The NFL’s pre-draft process is a strange dizzying array of hoops that teams set up for prospects to jump through.
Both literal and figurative ones.
New Orleans Saints running back Alvin Kamara explained one such figurative hoop he was asked to jump through — but one he refused to.
Kamara told Andrew Hawkins for a segment called “Guard Down” for Uninterrupted about how someone with an NFL team warned him that the general manager might not love his physical appearance.
“I had a team before I went into a meeting, one of the guys came up to me and was like, ‘Well, you’re about to go in with the GM so, you know, he doesn’t really understand the nose rings and things like that,’ ” Kamara said. “So you might want to — can you take them out or tuck them?’
“I was like, ‘No.’ ”
Kamara ended up being a third-round pick (67th overall) in 2017. His talent suggested he should have gone higher than that; there was even chatter a few months before the draft that Kamara was in the first-round discussion after a college career at Tennessee that featured a number of explosive plays.
How much the nose ring — or Kamara’s interviews — played into his mini-tumble, we’ll never know the answer to that. But in two seasons he’s established himself as a terrific playmaker for the Saints with 32 touchdowns, 3,146 yards from scrimmage and four two-point conversions.
New Orleans has to be thrilled with how that pick has turned out. And Kamara can hold his head up high, despite the draft drop and the lost salary that comes with it, knowing that he didn’t try to change who he was to impress a potential employer and be someone he wasn’t.
“Basically, if you don’t understand it or you don’t like it, then you don’t need to draft me,” Kamara said. “It wouldn’t be a good choice to draft me.”
Here’s the full video:
Why would an NFL team care about Alvin Kamara’s nose ring?
As our heads spin thinking about which GM it might have been, we have some guesses — one that shall remain nameless in this space. But it does highlight how bizarre and oldfangled the draft interview process can be. You probably could argue that this is the case in many other fields and professions as well, and you’d probably be right.
But the NFL is different. Talent and work ethic far outweigh personal appearance on the list of critical skills required for NFL success.

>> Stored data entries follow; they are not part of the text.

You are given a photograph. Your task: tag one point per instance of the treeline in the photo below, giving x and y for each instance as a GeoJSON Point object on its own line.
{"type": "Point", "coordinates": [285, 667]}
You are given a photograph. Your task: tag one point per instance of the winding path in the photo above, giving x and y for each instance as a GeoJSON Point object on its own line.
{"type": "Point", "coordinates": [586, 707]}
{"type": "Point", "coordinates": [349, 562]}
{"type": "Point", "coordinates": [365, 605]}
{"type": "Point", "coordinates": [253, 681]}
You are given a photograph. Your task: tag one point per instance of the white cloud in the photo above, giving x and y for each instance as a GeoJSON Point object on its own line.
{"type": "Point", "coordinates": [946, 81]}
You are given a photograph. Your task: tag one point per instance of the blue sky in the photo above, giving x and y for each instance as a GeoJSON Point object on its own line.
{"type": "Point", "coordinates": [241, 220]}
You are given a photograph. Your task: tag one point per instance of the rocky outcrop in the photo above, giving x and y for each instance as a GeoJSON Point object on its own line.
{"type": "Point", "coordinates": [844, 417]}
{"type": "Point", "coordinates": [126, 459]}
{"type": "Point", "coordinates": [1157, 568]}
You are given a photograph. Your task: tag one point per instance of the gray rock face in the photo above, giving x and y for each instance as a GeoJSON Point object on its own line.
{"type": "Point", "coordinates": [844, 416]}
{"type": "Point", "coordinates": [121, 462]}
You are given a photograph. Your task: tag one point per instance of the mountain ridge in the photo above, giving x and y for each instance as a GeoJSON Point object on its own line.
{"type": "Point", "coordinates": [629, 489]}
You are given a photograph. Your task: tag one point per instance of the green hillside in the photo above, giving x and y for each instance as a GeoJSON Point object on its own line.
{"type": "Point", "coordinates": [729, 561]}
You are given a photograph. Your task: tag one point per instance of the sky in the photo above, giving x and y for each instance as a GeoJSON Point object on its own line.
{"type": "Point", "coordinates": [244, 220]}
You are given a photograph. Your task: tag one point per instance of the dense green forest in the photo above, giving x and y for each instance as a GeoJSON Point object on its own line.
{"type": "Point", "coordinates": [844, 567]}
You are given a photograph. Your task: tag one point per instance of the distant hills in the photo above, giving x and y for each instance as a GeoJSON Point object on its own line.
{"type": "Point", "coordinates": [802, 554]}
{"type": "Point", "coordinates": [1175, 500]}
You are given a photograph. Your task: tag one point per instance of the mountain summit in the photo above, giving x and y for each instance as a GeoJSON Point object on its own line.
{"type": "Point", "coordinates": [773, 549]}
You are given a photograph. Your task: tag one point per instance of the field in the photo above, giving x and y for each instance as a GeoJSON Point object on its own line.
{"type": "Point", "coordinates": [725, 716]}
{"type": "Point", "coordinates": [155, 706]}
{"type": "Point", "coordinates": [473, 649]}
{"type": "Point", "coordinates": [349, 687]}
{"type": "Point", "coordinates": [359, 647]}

Would the Carolina Panthers have passed on Cam Newton knowing that he later would be known for his sometimes-foppish outfits? Of course not.
Should teams fear players with highly visible tattoos and other piercings? It’s ridiculous to even consider the matter.
So that’s why teams that place too much value in seeking out clean-cut (whatever that means) players who fit a certain archetype will routinely miss on gifted players such as Kamara.
Credit to the Saints for apparently having no issue with Kamara’s appearance. But mostly credit to Kamara for refusing to look the way some one else wants him to.